Le paysage vallonné, dont les champs et les forêts s’étagent entre 650 et 700 mètres d’altitude, se prête particulièrement bien à l’élevage. Markus et Theres Dettwiler ont commencé par ouvrir les portes de leurs étables. Et très vite, ils ont constaté que la croissance rapide des porcs se faisait au détriment de leur aptitude à la vie en plein air. Markus Dettwiler a entrepris un retour en arrière par des croisements avec d’anciennes races, comme le cochon de Souabe-Halle. Ses efforts ont été couronnés de succès. Les cochons blancs (aux oreilles dressées) et les porcs rustiques (aux oreilles pendantes) ont retrouvé la vigueur et la souplesse de leurs ancêtres. Il suffit de les observer s’amuser dans dix centimètres de neige fraîche pour comprendre ce que signifie le respect des besoins des animaux.

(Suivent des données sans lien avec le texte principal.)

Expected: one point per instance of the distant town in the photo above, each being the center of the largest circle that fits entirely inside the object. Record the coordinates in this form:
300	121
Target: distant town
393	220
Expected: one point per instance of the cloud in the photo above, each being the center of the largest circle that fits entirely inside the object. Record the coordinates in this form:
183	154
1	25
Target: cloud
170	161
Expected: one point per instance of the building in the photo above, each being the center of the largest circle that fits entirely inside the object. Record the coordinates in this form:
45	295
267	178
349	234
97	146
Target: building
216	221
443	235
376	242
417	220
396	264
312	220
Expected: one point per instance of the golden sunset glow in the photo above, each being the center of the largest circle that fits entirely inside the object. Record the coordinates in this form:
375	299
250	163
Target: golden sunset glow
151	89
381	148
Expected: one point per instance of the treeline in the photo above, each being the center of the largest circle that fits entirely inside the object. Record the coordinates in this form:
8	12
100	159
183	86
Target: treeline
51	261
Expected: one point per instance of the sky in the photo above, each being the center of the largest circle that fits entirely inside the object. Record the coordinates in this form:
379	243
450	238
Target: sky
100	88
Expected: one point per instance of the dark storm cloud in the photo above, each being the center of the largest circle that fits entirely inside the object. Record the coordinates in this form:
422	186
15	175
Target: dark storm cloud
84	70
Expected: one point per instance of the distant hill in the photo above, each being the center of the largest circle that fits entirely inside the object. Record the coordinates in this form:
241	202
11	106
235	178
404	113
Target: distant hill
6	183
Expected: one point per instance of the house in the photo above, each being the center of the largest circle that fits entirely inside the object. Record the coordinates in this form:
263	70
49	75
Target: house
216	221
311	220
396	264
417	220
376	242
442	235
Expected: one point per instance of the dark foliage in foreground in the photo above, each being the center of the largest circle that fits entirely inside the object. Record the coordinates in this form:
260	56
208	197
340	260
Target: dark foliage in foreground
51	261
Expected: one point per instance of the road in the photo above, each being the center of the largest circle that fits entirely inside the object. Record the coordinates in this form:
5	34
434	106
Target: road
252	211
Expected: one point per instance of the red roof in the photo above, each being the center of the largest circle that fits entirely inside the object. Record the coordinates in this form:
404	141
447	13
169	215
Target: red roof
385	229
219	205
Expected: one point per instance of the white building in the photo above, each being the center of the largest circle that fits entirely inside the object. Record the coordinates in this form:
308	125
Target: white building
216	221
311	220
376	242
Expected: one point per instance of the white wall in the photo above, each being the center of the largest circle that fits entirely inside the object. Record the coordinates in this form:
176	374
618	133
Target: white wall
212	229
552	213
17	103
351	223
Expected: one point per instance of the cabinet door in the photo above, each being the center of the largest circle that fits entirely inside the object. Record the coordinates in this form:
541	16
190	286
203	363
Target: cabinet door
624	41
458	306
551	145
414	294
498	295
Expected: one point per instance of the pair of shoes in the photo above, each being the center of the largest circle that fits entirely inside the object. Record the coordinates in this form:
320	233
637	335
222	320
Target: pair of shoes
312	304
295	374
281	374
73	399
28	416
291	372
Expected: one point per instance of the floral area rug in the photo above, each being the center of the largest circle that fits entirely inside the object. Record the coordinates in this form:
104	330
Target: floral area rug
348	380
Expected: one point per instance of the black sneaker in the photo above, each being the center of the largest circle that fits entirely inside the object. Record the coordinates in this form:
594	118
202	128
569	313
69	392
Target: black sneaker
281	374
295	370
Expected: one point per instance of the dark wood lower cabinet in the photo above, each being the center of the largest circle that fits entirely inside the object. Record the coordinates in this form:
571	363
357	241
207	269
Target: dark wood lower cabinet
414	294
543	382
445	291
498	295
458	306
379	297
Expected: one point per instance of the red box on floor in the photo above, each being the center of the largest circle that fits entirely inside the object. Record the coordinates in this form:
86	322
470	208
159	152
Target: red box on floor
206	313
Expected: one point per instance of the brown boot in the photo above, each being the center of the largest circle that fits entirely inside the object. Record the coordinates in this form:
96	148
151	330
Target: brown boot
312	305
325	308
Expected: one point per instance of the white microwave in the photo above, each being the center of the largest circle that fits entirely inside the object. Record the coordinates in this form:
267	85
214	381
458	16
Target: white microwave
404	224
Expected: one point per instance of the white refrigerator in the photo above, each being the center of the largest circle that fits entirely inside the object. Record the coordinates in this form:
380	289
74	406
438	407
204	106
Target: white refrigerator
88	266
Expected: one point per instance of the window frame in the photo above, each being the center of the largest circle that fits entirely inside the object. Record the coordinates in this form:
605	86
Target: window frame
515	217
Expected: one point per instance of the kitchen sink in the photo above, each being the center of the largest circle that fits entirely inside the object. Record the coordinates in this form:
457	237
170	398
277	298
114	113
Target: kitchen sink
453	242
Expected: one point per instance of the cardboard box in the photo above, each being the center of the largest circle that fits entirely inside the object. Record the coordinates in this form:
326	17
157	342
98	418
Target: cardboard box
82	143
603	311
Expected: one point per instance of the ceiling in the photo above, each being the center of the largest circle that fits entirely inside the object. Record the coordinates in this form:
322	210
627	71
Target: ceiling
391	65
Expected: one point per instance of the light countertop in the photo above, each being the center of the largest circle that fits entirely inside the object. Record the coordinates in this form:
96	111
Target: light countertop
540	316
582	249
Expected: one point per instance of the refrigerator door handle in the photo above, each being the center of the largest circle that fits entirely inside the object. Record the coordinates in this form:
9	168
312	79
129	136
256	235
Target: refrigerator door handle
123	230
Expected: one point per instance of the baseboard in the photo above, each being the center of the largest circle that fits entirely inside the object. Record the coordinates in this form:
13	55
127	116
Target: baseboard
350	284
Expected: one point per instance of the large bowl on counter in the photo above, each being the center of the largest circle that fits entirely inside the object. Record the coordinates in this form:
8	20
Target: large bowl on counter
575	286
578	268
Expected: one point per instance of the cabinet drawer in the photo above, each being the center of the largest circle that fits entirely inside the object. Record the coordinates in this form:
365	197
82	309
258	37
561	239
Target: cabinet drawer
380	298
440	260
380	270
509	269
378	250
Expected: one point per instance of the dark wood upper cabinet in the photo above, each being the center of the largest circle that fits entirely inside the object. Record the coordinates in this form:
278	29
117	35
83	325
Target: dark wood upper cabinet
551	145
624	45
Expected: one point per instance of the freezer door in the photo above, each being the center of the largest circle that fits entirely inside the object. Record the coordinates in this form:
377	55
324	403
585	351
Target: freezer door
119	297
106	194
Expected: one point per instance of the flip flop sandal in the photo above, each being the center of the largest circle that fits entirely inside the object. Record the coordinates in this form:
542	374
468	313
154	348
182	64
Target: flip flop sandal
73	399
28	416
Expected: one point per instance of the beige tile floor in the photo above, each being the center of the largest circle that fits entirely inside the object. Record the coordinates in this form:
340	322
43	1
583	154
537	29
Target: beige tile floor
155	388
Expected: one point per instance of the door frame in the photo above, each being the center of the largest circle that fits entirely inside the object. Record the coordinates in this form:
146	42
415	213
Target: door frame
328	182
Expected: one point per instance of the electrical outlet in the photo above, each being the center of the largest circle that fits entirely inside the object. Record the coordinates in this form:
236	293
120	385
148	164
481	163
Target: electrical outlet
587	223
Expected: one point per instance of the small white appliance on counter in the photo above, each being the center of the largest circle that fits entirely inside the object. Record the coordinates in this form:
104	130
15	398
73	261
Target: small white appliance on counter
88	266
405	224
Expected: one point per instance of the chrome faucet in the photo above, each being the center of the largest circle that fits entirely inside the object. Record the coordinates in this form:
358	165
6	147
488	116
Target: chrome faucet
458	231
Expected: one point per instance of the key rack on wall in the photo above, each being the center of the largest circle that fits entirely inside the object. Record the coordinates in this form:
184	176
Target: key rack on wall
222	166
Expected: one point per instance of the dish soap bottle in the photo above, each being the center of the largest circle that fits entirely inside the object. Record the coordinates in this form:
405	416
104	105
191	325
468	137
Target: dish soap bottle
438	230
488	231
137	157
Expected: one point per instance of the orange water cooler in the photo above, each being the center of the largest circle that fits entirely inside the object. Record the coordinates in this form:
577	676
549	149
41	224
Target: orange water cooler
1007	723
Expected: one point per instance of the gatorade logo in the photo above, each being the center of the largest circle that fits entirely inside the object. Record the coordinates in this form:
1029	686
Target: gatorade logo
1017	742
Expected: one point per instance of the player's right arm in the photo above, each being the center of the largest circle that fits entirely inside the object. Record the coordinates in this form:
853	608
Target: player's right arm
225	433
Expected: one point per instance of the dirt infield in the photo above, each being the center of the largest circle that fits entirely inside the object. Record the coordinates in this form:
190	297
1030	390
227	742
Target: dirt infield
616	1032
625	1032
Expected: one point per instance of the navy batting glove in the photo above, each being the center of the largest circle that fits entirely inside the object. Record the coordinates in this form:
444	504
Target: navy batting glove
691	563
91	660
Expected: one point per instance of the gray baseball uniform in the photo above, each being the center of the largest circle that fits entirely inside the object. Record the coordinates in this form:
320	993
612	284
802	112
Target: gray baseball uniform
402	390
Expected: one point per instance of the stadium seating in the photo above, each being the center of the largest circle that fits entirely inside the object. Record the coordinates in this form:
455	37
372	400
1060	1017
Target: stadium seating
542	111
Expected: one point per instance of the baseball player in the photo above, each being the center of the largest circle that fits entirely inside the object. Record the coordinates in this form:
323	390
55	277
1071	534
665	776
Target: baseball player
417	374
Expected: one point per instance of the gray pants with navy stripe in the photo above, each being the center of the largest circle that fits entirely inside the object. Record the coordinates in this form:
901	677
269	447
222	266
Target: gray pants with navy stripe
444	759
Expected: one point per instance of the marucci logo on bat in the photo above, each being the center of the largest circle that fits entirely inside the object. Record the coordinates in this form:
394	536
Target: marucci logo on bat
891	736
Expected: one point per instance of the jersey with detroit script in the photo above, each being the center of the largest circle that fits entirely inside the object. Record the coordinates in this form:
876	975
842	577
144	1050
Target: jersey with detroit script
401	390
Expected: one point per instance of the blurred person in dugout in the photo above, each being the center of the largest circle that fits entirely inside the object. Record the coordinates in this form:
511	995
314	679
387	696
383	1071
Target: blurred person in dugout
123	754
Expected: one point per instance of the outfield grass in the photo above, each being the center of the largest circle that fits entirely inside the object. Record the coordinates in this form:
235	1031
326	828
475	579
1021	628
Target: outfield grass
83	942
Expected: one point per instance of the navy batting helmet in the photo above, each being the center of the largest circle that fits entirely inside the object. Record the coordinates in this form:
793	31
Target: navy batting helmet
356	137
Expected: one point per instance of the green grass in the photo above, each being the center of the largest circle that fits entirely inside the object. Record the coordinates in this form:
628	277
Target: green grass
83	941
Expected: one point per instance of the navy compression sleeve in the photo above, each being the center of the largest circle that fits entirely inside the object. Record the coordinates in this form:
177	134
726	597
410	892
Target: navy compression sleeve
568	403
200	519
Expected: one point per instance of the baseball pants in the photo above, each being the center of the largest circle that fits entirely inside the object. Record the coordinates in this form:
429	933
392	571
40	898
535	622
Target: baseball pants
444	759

Autrefois plus chère que la viande de veau

Domestiqué depuis plus de dix millénaires, le cochon n’est devenu un produit de masse à bas coût qu’avec la rationalisation de l’agriculture. Une esquisse de vitrail réalisée par Hans Holbein le Jeune vers 1518 montre un porcher qui conduit son troupeau à travers une forêt. Les animaux apparaissent étonnamment maigres et on devine illico qu’ils sont les descendants des sangliers. Pendant longtemps, le pris de la viande de porc était plus élevé que celui du veau. A la fin du XIXe siècle, le prix d’une truie porteuse pouvait atteindre 1000 francs dans la vallée du Rhin saint-galloise: soit l’équivalent de 30 salaires mensuels d’un artisan. Qu’en est-il aujourd’hui? La moitié des cochons suisses peuvent s’ébattre en plein air. L’autre moitié vit dans des halles, sans jamais voir le soleil. «Une vie sans soleil? Impossible, nous avons tous besoin de soleil», s’exclame Markus Dettwiler.

Lui, ne vise pas une production maximale en un temps record. Il cherche au contraire à mettre sur le marché la meilleure viande possible en accord avec les principes de l’écologie. Ses cochons grandissent plus lentement, ils vivent à l’extérieur même l’hiver et ils sont prêts à l’abattage plus tardivement que les cochons d’engraissement, vers huit ou neuf mois. La boucherie de la ferme, c’est le domaine de Theres Dettwiler. Sous sa direction, cochons, génisses et bisons sont découpés et désossés sur place, puis vendus. Ici, tout concorde pour assurer une réelle valeur ajoutée.

 

Mais auparavant, plusieurs étapes sont nécessaires. Les porcelets proviennent de l’instituion de Dietisberg au-dessus de Läufelfingen. Ils sont d’abord élevés en stabulation libre, puis lâchés dans la grande prairie, avant de rejoindre une aire de fouissement et de retrouver l’étable pour le dernier engraissement. A chaque déménagement, Markus Dettwiler charge les animaux dans sa camionnette où du fourrage est disposé. Cet environnement familier éveille leur curiosité et évite toute réaction de panique avant l’abattage.

Vente directe et haute gastronomie

Vendu aux grands restaurants, le «porcelet d’Ormalingen» s’est forgé une renommée dont même les cochons de race ne bénéficient pas. Leur régime complété d’herbes, leur poids et le moment de leur abattage font partie des facteurs qui assurent la qualité requise. Ainsi la viande de porc s’est hissée sur la carte des meilleurs établissements de Suisse. Quand Gérard Rabaey a été nommé Cuisinier de l’Année 2004, le porcelet d’Ormalingen – lard et rôti -, figurait au menu de son restaurant.

Markus et Theres Dettwiler écoulent désormais 90% de leur production par la vente directe dans le magasin de la ferme, sur les marchés de Sissach et d’Aarau, et par envoi dans tout le pays. Leur assortiment se compose exclusivement de produits carnés: depuis la charcuterie, la viande hachée, le ragoût, jusqu’aux escalopes, au rôti et au filet, tout provient de la ferme. «Nous demeurons fidèles à nos principes», précise Theres Dettwiler. «Nous ne travaillons que les animaux de notre propre ferme et, depuis 2014, nous louons aussi un abattoir.»